Cellular biology has traditionally relied upon simple, low-dimensional single-cell measurements (e.g., microscopy and flow cytometry) which fail to adequately address cellular complexity, or high-dimensional aggregative measurements (e.g., bulk RNA-sequencing) which obscure cellular heterogeneity. Single-cell genomics technologies strike the ideal balance between measurement complexity and resolution, but have historically been hampered by two technological limitations: cell-cell doublets which confound data interpretation, and scalability limitations due to high reagent costs and complex parallel sample preparation workflows.

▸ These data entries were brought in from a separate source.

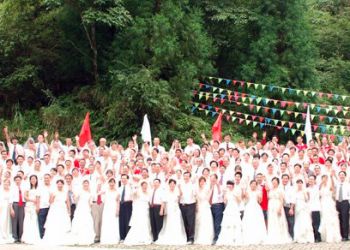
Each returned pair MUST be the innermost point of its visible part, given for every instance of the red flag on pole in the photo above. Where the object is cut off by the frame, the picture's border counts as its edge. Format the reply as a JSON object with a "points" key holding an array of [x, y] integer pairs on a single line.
{"points": [[85, 133], [216, 129]]}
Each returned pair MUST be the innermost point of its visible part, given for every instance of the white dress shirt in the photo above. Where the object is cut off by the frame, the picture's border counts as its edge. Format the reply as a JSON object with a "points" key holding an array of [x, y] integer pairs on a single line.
{"points": [[314, 202], [346, 191], [128, 192], [188, 193], [218, 194], [156, 196], [44, 194]]}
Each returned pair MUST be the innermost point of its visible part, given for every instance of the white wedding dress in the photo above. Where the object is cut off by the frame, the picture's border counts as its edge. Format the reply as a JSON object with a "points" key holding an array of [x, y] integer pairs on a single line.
{"points": [[58, 224], [30, 224], [82, 232], [173, 230], [277, 229], [140, 231], [231, 225], [254, 229], [329, 227], [204, 227], [303, 231], [110, 219], [5, 219]]}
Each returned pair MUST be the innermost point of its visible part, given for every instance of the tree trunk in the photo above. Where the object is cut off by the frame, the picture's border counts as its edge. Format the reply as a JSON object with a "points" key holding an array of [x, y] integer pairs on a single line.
{"points": [[94, 53], [157, 6]]}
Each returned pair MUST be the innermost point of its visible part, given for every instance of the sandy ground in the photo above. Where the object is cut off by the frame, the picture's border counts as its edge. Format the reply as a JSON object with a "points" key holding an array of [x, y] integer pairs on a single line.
{"points": [[318, 246]]}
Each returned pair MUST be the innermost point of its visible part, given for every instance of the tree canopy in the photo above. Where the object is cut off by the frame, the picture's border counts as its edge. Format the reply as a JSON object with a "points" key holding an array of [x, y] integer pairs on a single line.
{"points": [[121, 59]]}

In this dissertation, I present solutions to both of these issues. First, I describe DoubletFinder, a machine learning approach for finding cell-cell doublets in scRNA-seq data by identifying real cells with heightened similarity to in silico-generated artificial doublets. Second, I describe MULTI-seq, a method enabling pooled single-cell genomics sample processing by labeling plasma membranes with sample-specific DNA barcodes prior to cellular isolation. After describing these technologies, I demonstrate three MULTI-seq applications. First, I explore the effects of sample pooling on single-cell RNA-sequencing (scRNA-seq) data-quality. Second, I extend MULTI-seq to single-cell epigenomics assays. And third, I leverage MULTI-seq to perform the largest-ever single-cell screen-by-sequencing experiment on PBMCs. Collectively, this dissertation documents molecular and computational tools for improving single-cell genomics scalability and data interpretability, and illustrates how these improvements expand the boundaries of feasibility for single-cell genomics experiments.